Hadoop was great for analyzing weblogs and indexing search engines. But once its deficits became apparent, the cloud vendors began to offer competing alternatives. So this isn’t a case of “ebbing” interest, it’s a full-scale retreat.
So let’s get back to data lakes. Who came up with the idea? Hadoop vendors, of course. What better way to get enterprise license revenue? Massive scale of storage, a single place for everything, but it was like a bridge to nowhere: now what? Hadoop and a place for the lake lacks so many functions it’s impossible to list them all, but for starters:
- Hadoop performs poorly with small datasets. MapReduce performs at the file level, and is best for batch processes, but limited for interactive queries. Data warehouses always have both large and small files.
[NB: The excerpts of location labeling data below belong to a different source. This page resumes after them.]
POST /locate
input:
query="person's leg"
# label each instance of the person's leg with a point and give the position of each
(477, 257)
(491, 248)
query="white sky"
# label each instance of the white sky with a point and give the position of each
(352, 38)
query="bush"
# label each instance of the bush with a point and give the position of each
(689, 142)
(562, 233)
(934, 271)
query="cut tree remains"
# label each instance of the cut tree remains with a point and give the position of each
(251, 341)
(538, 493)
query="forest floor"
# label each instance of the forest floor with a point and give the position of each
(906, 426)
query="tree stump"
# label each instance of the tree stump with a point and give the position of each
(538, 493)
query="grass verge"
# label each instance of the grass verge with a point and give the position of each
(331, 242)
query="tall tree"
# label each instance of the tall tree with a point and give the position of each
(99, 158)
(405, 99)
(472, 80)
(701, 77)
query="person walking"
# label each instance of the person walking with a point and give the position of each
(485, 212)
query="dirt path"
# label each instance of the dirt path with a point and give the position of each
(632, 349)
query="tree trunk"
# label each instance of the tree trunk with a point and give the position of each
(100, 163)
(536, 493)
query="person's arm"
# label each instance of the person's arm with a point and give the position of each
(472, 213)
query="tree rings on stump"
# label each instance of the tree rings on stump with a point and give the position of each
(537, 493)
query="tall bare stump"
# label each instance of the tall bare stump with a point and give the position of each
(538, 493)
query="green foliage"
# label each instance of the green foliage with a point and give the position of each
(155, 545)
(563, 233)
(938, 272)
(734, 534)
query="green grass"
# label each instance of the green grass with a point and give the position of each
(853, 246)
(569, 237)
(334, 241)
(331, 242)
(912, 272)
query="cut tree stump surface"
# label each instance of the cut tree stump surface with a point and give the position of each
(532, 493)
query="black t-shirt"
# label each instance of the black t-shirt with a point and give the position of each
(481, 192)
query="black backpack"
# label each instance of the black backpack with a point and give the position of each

- While there were many distributors of Hadoop initially, as of this writing t is down to one as Hortonworks was blended into Cloudera, Microsoft, IBM and Pivotal are no longer in the market and MapR effectively shut down and sold remaining assets to HPE.
- Open source Hadoop is lacking in security functions. Over time the Apache Foundation delivered some modules but the most-used ones were developed by the Hortonworks/Cloudera company, not as open source (though that changed recently) leaving only a single source. Hadoop on its own comes with security settings disabled in a default state, so implementing security is a difficult task for a programmer.
- Because Hadoop is pure Java, it is susceptible to malicious hackers.
- Hadoop is not ideal for real-time analytics. Hadoop still runs batch processing, and response time is not up to standard. Hadoop distributors have layered on Spark and Kafka to improve this, but the complexity of configuring it and keeping it running is extensive. If not for interactive analytics, but surely for data science and ML applications, Kubernetes is coming on strong.
- Most Hadoop implementations were on-premise. Hadoop did not have a cloud native offering and even today it struggles to exploit the cloud advantages.
- Most importantly of all, Hadoop was never designed for interactive real-time analytical processing
Hadoop’s infrastructure requires a great deal of system administration, even in cloud managed systems. Administration tasks include: replication, adding nodes, creating directories and partitions, performance, workload management, data (re-)distribution, etc. Core security tools are minimal, often requiring add-ons. Disaster recovery is another major headache. Although Hadoop is considered a “shared nothing” architecture, all users compete for resources across the cluster.
If Hadoop turns out to be a less than ideal platform for a data lake, what is? Assuming a data lake is needed at all? I believe it is, as long as it fulfills some basic requirements:
- It should be in cloud. Not just one cloud, either. There is no reason for a data lake to be not to be distributed across cloud instances.
- Cloud vendors, such as Amazon’s S3, offer compelling non-Hadoop solutions for data lakes. because of its virtually unlimited scalability
- Cloud vendors need to provide much more than storage advantages. Backup and archive, data catalog, analytics, machine learning and even data warehousing
- Cloud-native products like Snowflake can actually provide standalone data lake capabilities
Hadoop was shoehorned into applications it wasn’t suited for. Its cost advantage dissipated once applications went beyond batch search and indexing. It offers no scalability features greater than cloud services. Successful Hadoop applications going forward are going to be complicated amalgams of modules less coherent than cloud offerings with massive capital to bring to bear.